If you attended USGBC’s first-ever Legal Forum last Thursday during Greenbuild 2010 in Chicago, you heard me mention that the Washington State Building Code Council, along with defendant-intervenors NW Energy Coalition, the Sierra Club, Washington Environmental Council and NRDC, has moved for summary judgment in the federal action filed against it by the Building Industry Association of Washington. As you will recall, the suit was filed on May 25, 2010 in United States District Court for the Western District of Washington and alleges that certain amendments to the Washington State Energy Code that were slated to take effect on July 1 are preempted by various federal regulations on the basis that they require homes to have HVAC, plumbing, or water heating equipment whose efficiency exceeds controlling federal standards. A copy of the motion papers are available for download here.
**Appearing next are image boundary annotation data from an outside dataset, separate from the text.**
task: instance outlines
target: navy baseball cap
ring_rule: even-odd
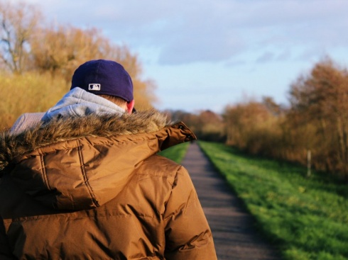
[[[117,96],[130,102],[133,97],[131,77],[122,65],[112,60],[93,60],[74,72],[70,90],[80,87],[96,95]]]

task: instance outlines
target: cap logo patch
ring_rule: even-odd
[[[88,90],[100,91],[100,84],[97,83],[91,83],[88,85]]]

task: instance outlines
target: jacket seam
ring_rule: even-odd
[[[45,183],[45,185],[46,186],[47,188],[50,191],[51,188],[50,187],[50,185],[48,184],[48,178],[47,177],[46,174],[46,166],[45,165],[45,161],[43,160],[43,154],[41,152],[40,149],[38,149],[38,152],[40,154],[40,163],[41,164],[41,168],[42,168],[42,173],[43,173],[43,181]]]
[[[82,146],[81,142],[80,142],[80,140],[77,140],[77,142],[79,145],[77,146],[77,151],[78,151],[78,154],[79,154],[80,164],[80,167],[81,167],[81,173],[82,174],[84,183],[86,186],[86,188],[88,191],[88,193],[89,193],[89,196],[91,197],[91,199],[92,199],[93,204],[96,207],[99,207],[99,205],[98,202],[97,201],[97,198],[95,198],[94,193],[93,193],[93,190],[92,189],[92,187],[89,184],[89,182],[88,181],[88,178],[87,178],[87,174],[86,174],[86,171],[85,170],[85,163],[84,163],[84,160],[83,160],[82,152],[81,149],[81,146]]]

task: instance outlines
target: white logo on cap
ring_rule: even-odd
[[[88,90],[100,90],[100,84],[97,83],[92,83],[88,85]]]

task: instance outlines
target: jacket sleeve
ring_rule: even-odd
[[[4,226],[4,221],[2,218],[0,218],[0,259],[16,259],[16,258],[11,253],[10,247],[7,241],[5,227]]]
[[[177,172],[164,217],[168,260],[217,259],[212,232],[186,169]]]

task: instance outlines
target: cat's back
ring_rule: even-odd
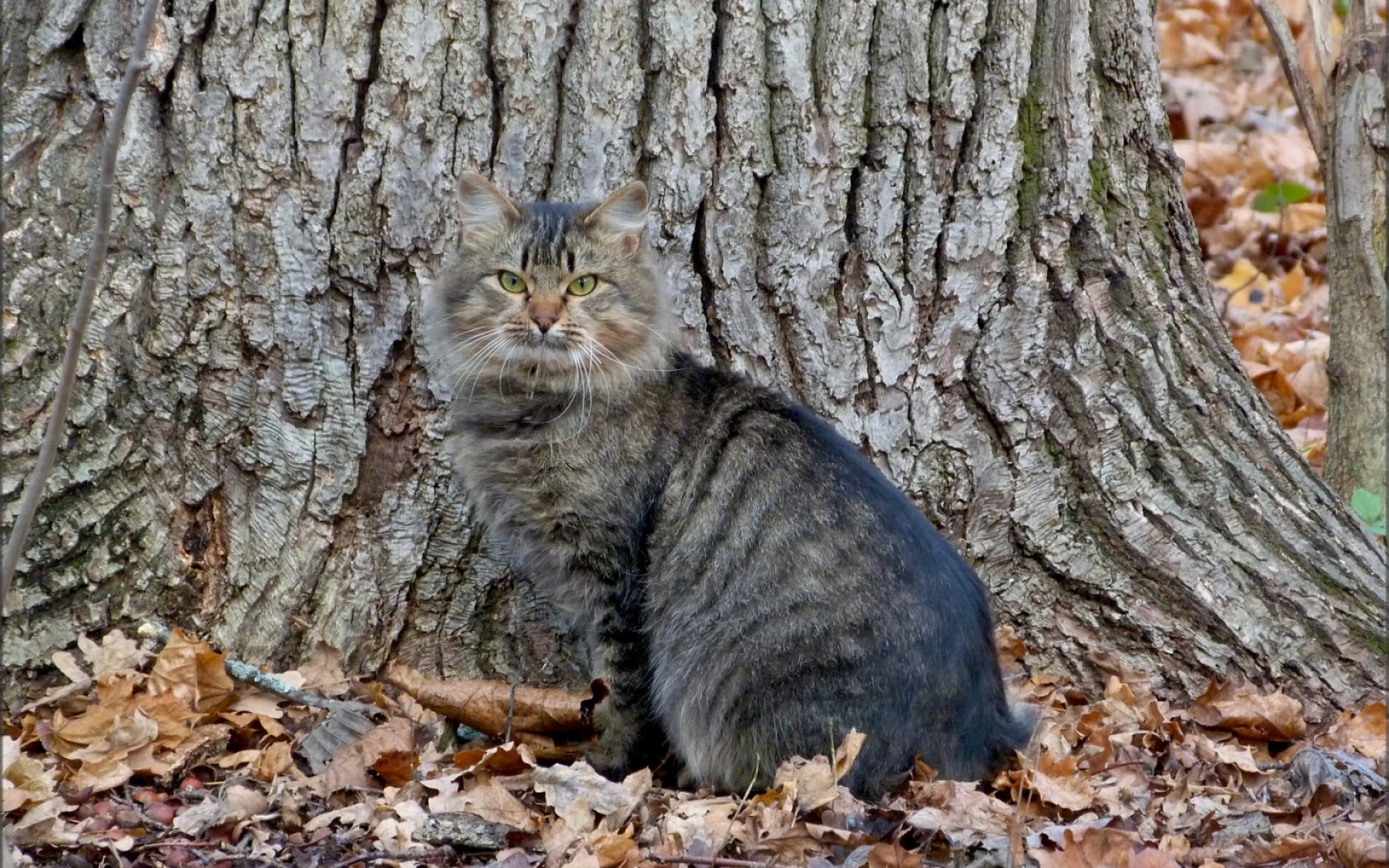
[[[758,757],[849,728],[870,733],[851,782],[868,789],[915,753],[974,778],[1025,742],[986,592],[917,507],[781,393],[707,368],[671,386],[701,424],[668,478],[647,628],[656,707],[696,776],[740,789],[771,771]]]

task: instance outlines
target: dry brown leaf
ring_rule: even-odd
[[[897,842],[882,842],[868,851],[868,868],[921,868],[925,860],[903,850]]]
[[[75,811],[76,807],[75,804],[68,804],[67,799],[61,796],[40,801],[25,811],[19,819],[6,822],[6,843],[13,842],[19,846],[47,844],[50,847],[75,844],[78,840],[76,832],[72,832],[63,822],[63,814]]]
[[[1245,842],[1236,854],[1238,861],[1250,862],[1285,862],[1292,860],[1310,860],[1322,856],[1326,850],[1321,842],[1307,837],[1285,835],[1278,840],[1249,840]]]
[[[531,781],[546,804],[581,835],[593,831],[593,812],[606,817],[629,811],[636,803],[626,786],[608,781],[588,762],[538,768]]]
[[[201,801],[175,817],[174,828],[197,837],[214,826],[236,824],[263,814],[268,807],[269,800],[264,793],[233,783],[225,787],[219,797]]]
[[[538,831],[539,826],[529,808],[500,783],[483,775],[471,789],[458,792],[457,779],[461,776],[463,774],[457,772],[446,775],[444,781],[422,782],[426,787],[439,790],[439,794],[428,801],[432,814],[476,814],[488,822],[500,822],[528,832]]]
[[[53,772],[19,751],[19,742],[4,736],[4,812],[32,808],[53,799]]]
[[[642,861],[642,850],[626,835],[599,832],[585,846],[597,857],[599,868],[635,867]]]
[[[1061,850],[1032,847],[1028,856],[1040,868],[1176,868],[1176,860],[1146,847],[1133,832],[1108,828],[1067,828]]]
[[[151,693],[174,693],[204,714],[225,708],[236,686],[224,667],[224,657],[201,639],[174,628],[169,640],[150,669]]]
[[[485,750],[481,747],[460,750],[453,756],[453,764],[469,774],[519,775],[536,767],[536,757],[525,744],[507,742]]]
[[[1336,722],[1317,739],[1317,743],[1353,750],[1371,760],[1383,758],[1386,749],[1385,704],[1374,701],[1358,711],[1342,711]]]
[[[1301,703],[1282,690],[1261,693],[1250,683],[1217,683],[1190,708],[1192,719],[1201,726],[1228,729],[1249,739],[1290,742],[1307,732]]]
[[[738,801],[728,796],[676,801],[660,818],[658,828],[664,840],[675,842],[675,853],[713,851],[733,836],[736,811]]]
[[[850,731],[835,749],[833,765],[825,757],[792,757],[776,769],[772,786],[786,792],[801,812],[825,807],[839,796],[839,781],[853,768],[864,739],[864,733]]]
[[[1079,757],[1056,757],[1038,751],[1036,768],[1026,771],[1026,781],[1038,797],[1068,811],[1083,811],[1095,803],[1095,786],[1079,771]]]
[[[1199,732],[1193,732],[1188,740],[1203,762],[1233,765],[1250,775],[1260,774],[1258,762],[1249,747],[1231,742],[1215,742]]]
[[[1331,851],[1346,868],[1385,868],[1389,858],[1389,847],[1381,833],[1370,829],[1351,826],[1349,824],[1333,826],[1335,835],[1331,840]]]
[[[344,789],[374,789],[378,782],[368,772],[381,757],[390,751],[413,751],[415,742],[414,724],[410,718],[390,718],[351,742],[328,761],[321,775],[324,794]]]
[[[507,710],[511,707],[511,685],[481,679],[428,678],[396,661],[386,667],[386,683],[415,697],[421,706],[472,726],[493,737],[507,732]],[[515,707],[511,729],[522,732],[592,731],[583,714],[585,703],[592,704],[593,693],[576,694],[568,690],[515,687]]]
[[[911,792],[925,807],[904,822],[943,833],[953,847],[971,847],[988,837],[1008,835],[1017,812],[1011,804],[958,781],[915,783]]]
[[[78,649],[92,664],[92,676],[101,678],[108,672],[135,672],[146,664],[154,654],[149,649],[142,649],[133,639],[126,639],[121,631],[111,631],[101,636],[101,644],[78,633]]]

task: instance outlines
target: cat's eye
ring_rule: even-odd
[[[582,278],[574,278],[569,281],[569,294],[571,296],[586,296],[593,292],[599,285],[599,279],[590,274]]]

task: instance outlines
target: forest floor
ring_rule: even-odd
[[[1282,6],[1314,68],[1306,4]],[[1328,292],[1315,154],[1249,0],[1160,0],[1157,35],[1217,306],[1253,382],[1320,467]],[[221,654],[176,631],[75,639],[79,654],[54,656],[65,683],[4,721],[7,864],[1386,861],[1383,703],[1308,724],[1292,697],[1247,685],[1160,701],[1145,674],[1118,664],[1103,696],[1089,696],[1028,671],[1007,629],[1006,675],[1042,710],[1026,756],[982,785],[920,765],[874,804],[838,786],[856,735],[832,758],[782,767],[764,792],[682,792],[649,771],[610,782],[578,760],[594,701],[582,696],[350,678],[321,647],[281,674],[301,690],[288,699],[233,681]],[[449,718],[476,729],[458,736]]]

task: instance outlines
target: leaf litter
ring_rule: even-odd
[[[279,679],[368,703],[381,722],[349,731],[314,771],[303,746],[333,711],[229,679],[218,651],[179,631],[163,647],[83,636],[82,660],[54,654],[71,685],[4,719],[7,846],[15,865],[169,868],[1385,864],[1383,703],[1310,725],[1278,690],[1213,682],[1179,707],[1113,661],[1090,697],[1021,671],[1026,649],[1006,628],[999,647],[1018,699],[1040,711],[1026,754],[985,783],[939,781],[918,761],[893,796],[865,803],[839,785],[857,732],[833,757],[783,764],[764,792],[688,792],[651,769],[610,781],[576,758],[592,731],[574,721],[590,719],[601,687],[481,689],[393,667],[428,704],[457,712],[465,699],[457,717],[511,718],[510,742],[460,743],[458,724],[347,678],[322,647]],[[306,678],[325,656],[338,674]]]
[[[1278,0],[1314,90],[1313,7]],[[1383,31],[1385,0],[1370,0]],[[1328,17],[1331,57],[1340,19]],[[1163,93],[1217,308],[1307,461],[1326,449],[1326,201],[1317,154],[1251,0],[1158,0]],[[1374,26],[1374,25],[1372,25]]]

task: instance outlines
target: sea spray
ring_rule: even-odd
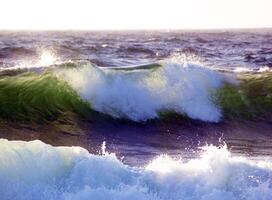
[[[1,139],[0,150],[3,200],[272,198],[272,162],[235,157],[226,146],[206,146],[189,161],[159,156],[140,168],[113,153],[92,155],[41,141]]]
[[[166,63],[155,69],[117,71],[86,64],[56,74],[93,109],[115,118],[146,121],[169,111],[207,122],[222,116],[210,94],[225,77],[199,65]]]

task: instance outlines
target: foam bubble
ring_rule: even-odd
[[[101,69],[91,64],[59,70],[93,109],[116,118],[146,121],[173,111],[192,119],[218,122],[221,110],[211,97],[224,77],[197,64],[165,62],[149,70]]]
[[[270,200],[272,162],[234,157],[207,146],[197,159],[164,155],[142,168],[112,153],[40,141],[0,140],[1,199]]]

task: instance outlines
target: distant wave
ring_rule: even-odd
[[[81,147],[1,139],[0,151],[2,200],[272,199],[272,162],[234,157],[226,146],[204,147],[186,162],[162,155],[140,168],[105,148],[93,155]]]
[[[172,113],[206,122],[269,120],[271,85],[268,67],[219,72],[175,60],[117,68],[88,61],[10,68],[0,73],[0,117],[46,122],[100,113],[145,122]]]

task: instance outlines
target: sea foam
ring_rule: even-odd
[[[115,118],[146,121],[171,111],[208,122],[220,120],[221,110],[211,94],[225,81],[222,74],[187,62],[161,65],[148,70],[114,70],[86,63],[56,73],[93,109]]]
[[[271,200],[272,162],[234,157],[226,146],[207,146],[197,159],[167,155],[145,167],[115,154],[41,141],[0,140],[1,200]]]

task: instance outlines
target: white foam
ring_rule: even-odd
[[[1,200],[272,199],[272,162],[233,157],[226,147],[205,147],[188,162],[160,156],[143,168],[40,141],[1,139],[0,152]]]
[[[150,70],[99,69],[91,64],[59,69],[93,109],[116,118],[145,121],[162,111],[175,111],[193,119],[218,122],[221,110],[211,92],[224,77],[197,64],[165,62]]]

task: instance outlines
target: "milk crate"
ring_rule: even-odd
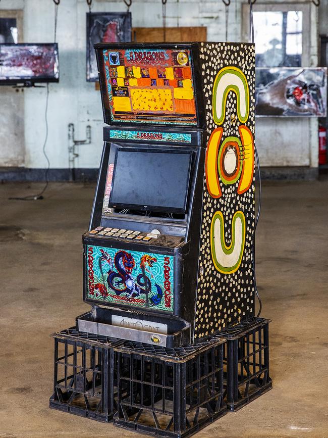
[[[114,425],[165,437],[190,436],[224,415],[222,339],[168,349],[126,342],[117,354]]]
[[[99,421],[116,409],[116,354],[122,341],[74,327],[54,333],[53,394],[50,408]]]
[[[220,334],[224,338],[225,400],[236,411],[272,388],[269,371],[269,323],[253,318]]]

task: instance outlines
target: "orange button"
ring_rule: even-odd
[[[182,74],[184,79],[191,79],[191,70],[190,67],[185,67],[182,69]]]
[[[183,114],[195,114],[195,103],[193,99],[175,99],[176,112]]]
[[[149,73],[149,77],[151,79],[156,79],[158,77],[157,69],[155,67],[150,67],[148,69],[148,72]]]
[[[138,85],[142,87],[150,87],[151,83],[150,78],[138,78]]]

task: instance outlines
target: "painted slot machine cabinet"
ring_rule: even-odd
[[[197,343],[254,315],[254,45],[95,48],[109,126],[77,328]]]

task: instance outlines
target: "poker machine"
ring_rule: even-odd
[[[254,315],[254,45],[94,46],[106,126],[77,328],[198,343]]]

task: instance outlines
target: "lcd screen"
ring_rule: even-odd
[[[0,84],[58,82],[58,47],[54,44],[0,44]]]
[[[118,149],[108,206],[185,213],[190,151]]]

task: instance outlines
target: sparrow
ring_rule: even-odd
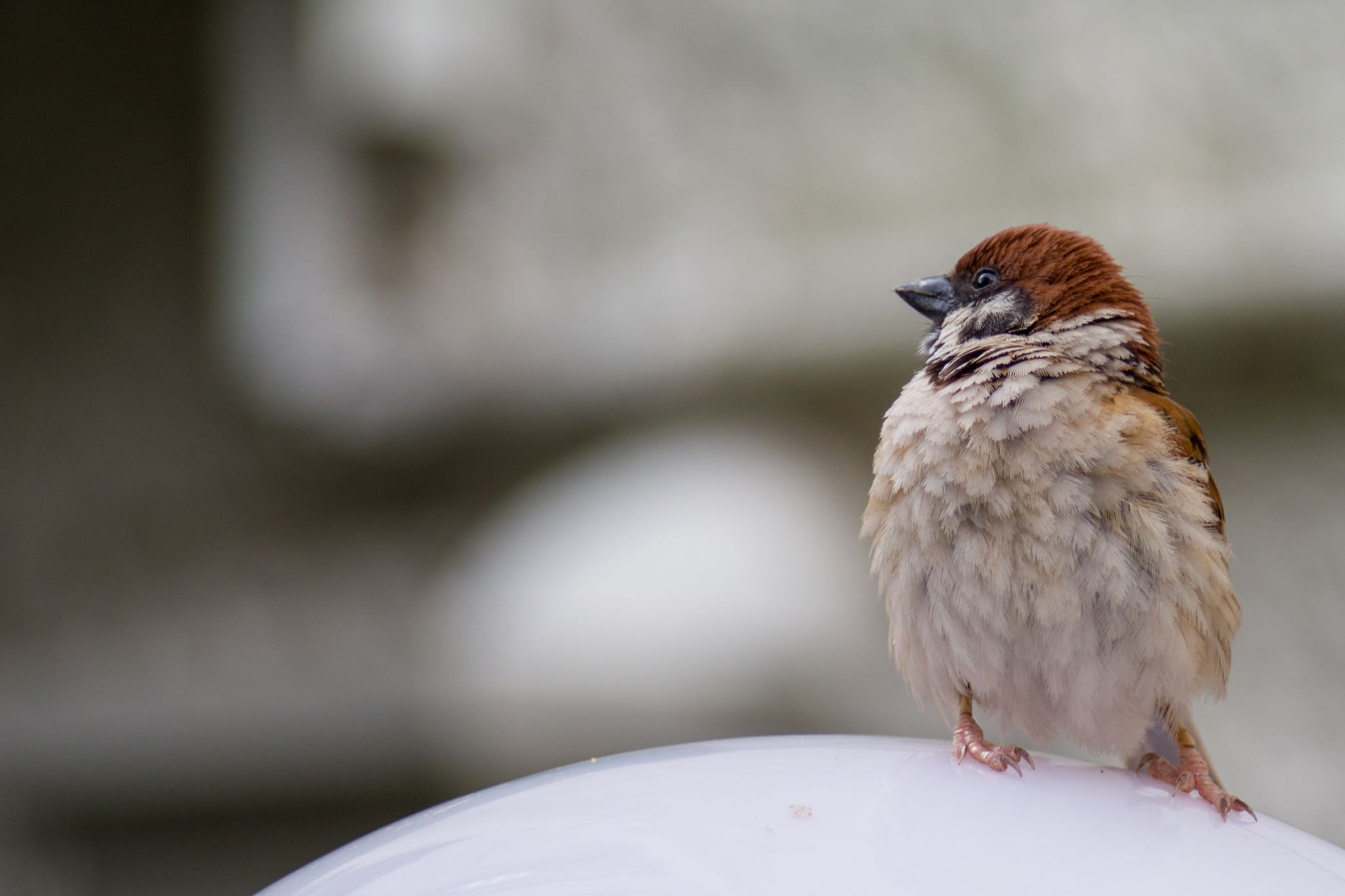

The papers are an important read if you are interested in the mechanics of how the Energy Policy and Conservation Act’s “building code exception” applies to local-level residential building codes. As you will recall, the building code exception is set forth in 42 U.S.C § 6297(f) and allows state and local governments to set energy efficiency targets for new residential construction which can be reached with equipment or products whose efficiencies exceed federal standards, provided the enabling legislation also includes other means to achieve the targets with products that do not exceed the federal standards. What’s most interesting about the motion papers is that the BIAW defendants walk the disputed Washington energy code amendments through each of the prongs of the 7-part building code exception, concluding that the code satsfies its requirements.
The defendants also note on page 41 of their summary judgment motion that there is “only one other federal court opinion that directly addresses the question of federal preemption of a building energy code.” That opinion, of course, is Judge Vazquez’ in AHRI et al. v. City of Albuquerque, which we wrote about here at GRELJ earlier this fall. However, the BIAW defendants do note in their motion that Judge Vazquez’ opinion – which granted summary judgment to the AHRI plaintiffs on the prescriptive compliance paths, and not the performance-based paths – will thus not be all that helpful to the Western District as it considers this motion. “[N]othing in AHRI undermines the conclusion that [the disputed amendments to the Washington code fall] within EPCA’s express exemption from preemption,” they write.
My thanks to Cullen Howe for passing along a copy of the motion papers in BIAW; we’ll be keeping a close eye on both this motion and what’s next in AHRI over the coming weeks here at GRELJ.